Steve Thomas’ moving documentary Hope is the story of asylum seeker Amal Basry.

Amal had watched The Titanic at a cinema in Baghdad the night before she fled Iraq.

18 months later the people smuggling boat she was on sank between Indonesia and Australia. 350 people, mostly women and children, drowned.

The boat later became know as the SIEV-X.

Amal survived the largest maritime disaster since World War II, by clinging to the floating body of a dead woman for 22 hours.

She did not know if her 16- year-old son Amjed, who had boarded the 19.5-metre fishing boat with her in Indonesia, and who had given her a life jacket, was alive or dead.

Hope (which is what the name Amal means) tells the story through the eyes of Thomas after he heard Amal make a speech describing the experience.

“Everybody was in tears, including me," Thomas said. "Here was a woman who was not going to be shut up.

"She has a strong voice and she was going to speak out about the boat, about the uncertainties of the boat, of the sinking.

Perhaps a little long, Hope is a low budget film which would have been improved with a better edit, but these flaws are unable to mask Amal’s amazingly courageous spirit and her refusal to be silent about the innocent people who died in this dreadful tragedy.
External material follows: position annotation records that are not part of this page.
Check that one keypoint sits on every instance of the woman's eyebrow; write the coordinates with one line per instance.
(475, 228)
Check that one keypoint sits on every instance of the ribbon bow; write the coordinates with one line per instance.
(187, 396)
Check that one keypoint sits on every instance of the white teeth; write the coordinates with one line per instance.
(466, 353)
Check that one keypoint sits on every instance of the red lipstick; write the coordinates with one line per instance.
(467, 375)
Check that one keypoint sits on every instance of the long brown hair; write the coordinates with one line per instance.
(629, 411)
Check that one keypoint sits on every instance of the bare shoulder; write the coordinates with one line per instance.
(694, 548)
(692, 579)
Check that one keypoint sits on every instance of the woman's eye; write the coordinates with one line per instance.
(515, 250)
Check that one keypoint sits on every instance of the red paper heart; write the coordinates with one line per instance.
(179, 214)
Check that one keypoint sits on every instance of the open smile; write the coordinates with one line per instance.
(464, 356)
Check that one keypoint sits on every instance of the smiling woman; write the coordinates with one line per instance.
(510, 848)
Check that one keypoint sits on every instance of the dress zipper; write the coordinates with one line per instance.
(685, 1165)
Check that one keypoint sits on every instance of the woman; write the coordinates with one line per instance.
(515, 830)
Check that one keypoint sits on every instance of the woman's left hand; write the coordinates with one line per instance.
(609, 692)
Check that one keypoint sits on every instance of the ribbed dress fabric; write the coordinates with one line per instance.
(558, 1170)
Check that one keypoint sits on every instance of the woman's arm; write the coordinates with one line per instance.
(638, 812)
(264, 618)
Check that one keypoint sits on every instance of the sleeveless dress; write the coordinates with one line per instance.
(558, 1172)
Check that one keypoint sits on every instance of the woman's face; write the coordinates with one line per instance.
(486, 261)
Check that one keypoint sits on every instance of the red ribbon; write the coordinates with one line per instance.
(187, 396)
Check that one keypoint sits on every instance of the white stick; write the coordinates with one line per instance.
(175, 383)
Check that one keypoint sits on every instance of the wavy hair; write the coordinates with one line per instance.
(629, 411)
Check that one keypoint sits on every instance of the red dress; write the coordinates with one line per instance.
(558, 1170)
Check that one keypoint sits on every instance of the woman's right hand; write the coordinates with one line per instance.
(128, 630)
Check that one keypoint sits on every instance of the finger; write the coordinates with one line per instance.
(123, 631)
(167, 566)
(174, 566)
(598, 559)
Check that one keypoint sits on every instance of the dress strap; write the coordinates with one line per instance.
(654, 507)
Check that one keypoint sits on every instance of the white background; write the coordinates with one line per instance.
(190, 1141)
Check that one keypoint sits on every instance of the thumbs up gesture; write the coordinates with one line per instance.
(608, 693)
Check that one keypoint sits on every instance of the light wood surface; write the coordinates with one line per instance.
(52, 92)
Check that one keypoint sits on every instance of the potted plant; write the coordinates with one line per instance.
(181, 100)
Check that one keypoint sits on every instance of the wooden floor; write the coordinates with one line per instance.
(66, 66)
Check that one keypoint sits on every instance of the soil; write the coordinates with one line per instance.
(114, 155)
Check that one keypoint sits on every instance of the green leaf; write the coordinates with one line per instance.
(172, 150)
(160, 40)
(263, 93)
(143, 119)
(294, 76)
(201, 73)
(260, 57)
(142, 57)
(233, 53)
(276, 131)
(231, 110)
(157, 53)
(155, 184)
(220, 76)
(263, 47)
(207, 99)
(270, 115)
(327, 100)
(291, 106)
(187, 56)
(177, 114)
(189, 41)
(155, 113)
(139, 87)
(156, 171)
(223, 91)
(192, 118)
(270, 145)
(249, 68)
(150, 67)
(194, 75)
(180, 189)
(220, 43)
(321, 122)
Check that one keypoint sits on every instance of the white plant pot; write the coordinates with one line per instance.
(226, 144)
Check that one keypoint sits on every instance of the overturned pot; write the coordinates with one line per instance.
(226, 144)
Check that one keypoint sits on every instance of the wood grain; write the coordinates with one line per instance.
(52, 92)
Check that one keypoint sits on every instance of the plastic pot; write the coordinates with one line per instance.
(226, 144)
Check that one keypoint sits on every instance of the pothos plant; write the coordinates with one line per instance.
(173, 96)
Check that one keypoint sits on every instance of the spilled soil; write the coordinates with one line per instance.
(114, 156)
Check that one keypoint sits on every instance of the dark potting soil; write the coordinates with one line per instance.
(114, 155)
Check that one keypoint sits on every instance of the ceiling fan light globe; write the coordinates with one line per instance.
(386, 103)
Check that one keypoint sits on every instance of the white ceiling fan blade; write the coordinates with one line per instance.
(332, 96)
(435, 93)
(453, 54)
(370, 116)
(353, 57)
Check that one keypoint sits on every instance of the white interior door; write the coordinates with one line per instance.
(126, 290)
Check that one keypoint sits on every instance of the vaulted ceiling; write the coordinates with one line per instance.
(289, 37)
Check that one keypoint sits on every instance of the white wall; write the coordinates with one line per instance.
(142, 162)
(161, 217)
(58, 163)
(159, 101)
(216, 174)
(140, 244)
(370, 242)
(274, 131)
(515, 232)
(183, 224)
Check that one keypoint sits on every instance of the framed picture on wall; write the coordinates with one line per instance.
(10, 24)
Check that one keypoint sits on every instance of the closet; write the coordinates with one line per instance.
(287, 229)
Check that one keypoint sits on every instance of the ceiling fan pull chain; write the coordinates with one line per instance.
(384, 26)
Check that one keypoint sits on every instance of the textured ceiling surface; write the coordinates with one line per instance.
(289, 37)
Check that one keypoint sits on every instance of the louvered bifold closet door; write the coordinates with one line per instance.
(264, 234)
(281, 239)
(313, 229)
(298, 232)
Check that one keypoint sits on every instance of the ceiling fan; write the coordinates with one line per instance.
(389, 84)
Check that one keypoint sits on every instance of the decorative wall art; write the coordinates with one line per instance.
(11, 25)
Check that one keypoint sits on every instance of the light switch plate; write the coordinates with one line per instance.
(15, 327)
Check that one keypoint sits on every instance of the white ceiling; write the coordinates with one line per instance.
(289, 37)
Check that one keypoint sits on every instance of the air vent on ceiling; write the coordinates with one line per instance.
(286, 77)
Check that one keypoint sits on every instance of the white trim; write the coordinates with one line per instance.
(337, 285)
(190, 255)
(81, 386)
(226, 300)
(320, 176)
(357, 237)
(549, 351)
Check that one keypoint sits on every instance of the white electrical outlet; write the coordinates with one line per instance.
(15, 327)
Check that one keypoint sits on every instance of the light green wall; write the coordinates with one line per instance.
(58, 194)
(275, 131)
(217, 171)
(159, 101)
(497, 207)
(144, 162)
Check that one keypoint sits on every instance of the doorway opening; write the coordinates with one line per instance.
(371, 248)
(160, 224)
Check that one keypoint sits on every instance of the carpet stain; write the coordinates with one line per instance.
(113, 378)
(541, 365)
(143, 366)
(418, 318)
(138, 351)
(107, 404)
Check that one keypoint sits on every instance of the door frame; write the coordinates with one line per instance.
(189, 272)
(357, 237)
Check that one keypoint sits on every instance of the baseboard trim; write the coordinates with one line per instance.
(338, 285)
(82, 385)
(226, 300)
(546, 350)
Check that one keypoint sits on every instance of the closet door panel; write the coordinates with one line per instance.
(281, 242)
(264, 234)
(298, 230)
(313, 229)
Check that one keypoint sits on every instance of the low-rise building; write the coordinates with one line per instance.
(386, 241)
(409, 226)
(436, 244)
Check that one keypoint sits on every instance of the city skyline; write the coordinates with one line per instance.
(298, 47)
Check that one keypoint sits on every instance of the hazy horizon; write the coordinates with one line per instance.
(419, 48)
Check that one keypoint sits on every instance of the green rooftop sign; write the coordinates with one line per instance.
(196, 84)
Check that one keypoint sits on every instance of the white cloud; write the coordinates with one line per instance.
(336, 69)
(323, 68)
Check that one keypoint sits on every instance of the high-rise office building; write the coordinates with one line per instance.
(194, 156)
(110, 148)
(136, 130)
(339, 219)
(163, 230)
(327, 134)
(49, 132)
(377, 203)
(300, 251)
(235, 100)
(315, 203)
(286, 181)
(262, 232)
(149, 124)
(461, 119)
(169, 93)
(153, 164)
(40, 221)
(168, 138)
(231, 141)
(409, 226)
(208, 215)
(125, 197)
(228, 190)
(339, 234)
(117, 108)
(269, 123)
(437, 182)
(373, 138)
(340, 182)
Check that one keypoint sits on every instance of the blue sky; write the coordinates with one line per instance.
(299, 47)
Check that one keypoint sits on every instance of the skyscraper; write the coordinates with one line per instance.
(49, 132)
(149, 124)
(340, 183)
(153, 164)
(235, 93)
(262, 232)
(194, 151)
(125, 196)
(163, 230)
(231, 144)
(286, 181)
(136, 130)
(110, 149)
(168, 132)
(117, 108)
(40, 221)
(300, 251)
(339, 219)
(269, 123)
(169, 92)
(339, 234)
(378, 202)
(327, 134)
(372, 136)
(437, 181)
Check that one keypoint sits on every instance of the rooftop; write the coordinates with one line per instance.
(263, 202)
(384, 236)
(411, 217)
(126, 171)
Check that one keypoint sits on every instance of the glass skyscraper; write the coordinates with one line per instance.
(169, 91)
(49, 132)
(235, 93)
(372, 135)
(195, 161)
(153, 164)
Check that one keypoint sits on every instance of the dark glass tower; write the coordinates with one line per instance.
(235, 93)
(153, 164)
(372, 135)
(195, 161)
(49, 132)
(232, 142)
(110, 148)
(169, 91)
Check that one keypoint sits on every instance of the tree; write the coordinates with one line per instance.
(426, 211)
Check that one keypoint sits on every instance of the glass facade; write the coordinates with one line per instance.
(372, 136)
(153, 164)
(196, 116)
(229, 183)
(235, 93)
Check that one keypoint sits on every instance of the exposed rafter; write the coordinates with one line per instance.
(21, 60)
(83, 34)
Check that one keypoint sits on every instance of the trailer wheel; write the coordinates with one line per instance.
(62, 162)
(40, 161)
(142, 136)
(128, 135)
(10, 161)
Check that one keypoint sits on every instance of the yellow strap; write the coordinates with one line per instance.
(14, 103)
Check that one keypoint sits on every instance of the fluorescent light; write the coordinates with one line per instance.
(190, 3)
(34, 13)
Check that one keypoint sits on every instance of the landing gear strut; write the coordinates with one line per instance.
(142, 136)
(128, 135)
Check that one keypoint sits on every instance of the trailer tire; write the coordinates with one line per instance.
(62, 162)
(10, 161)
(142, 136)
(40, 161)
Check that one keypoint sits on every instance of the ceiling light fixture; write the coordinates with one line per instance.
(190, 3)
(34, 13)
Despite the tragedy of the story, this documentary is not depressing but rather echoes its name. It’s a story of hope.

Together Amal and Thomas have collaborated to make sure that the SIEV-X disaster is not forgotten.

Reviewed by Bruce Mullan. Hope will be screened as part of the “Sink or Swim” exhibition of work by Geraldine Berkemeier and Gary Shinfield at the Gold Coast Arts Centre Gallery on Thursday, 6 November at 6.00pm (No charge).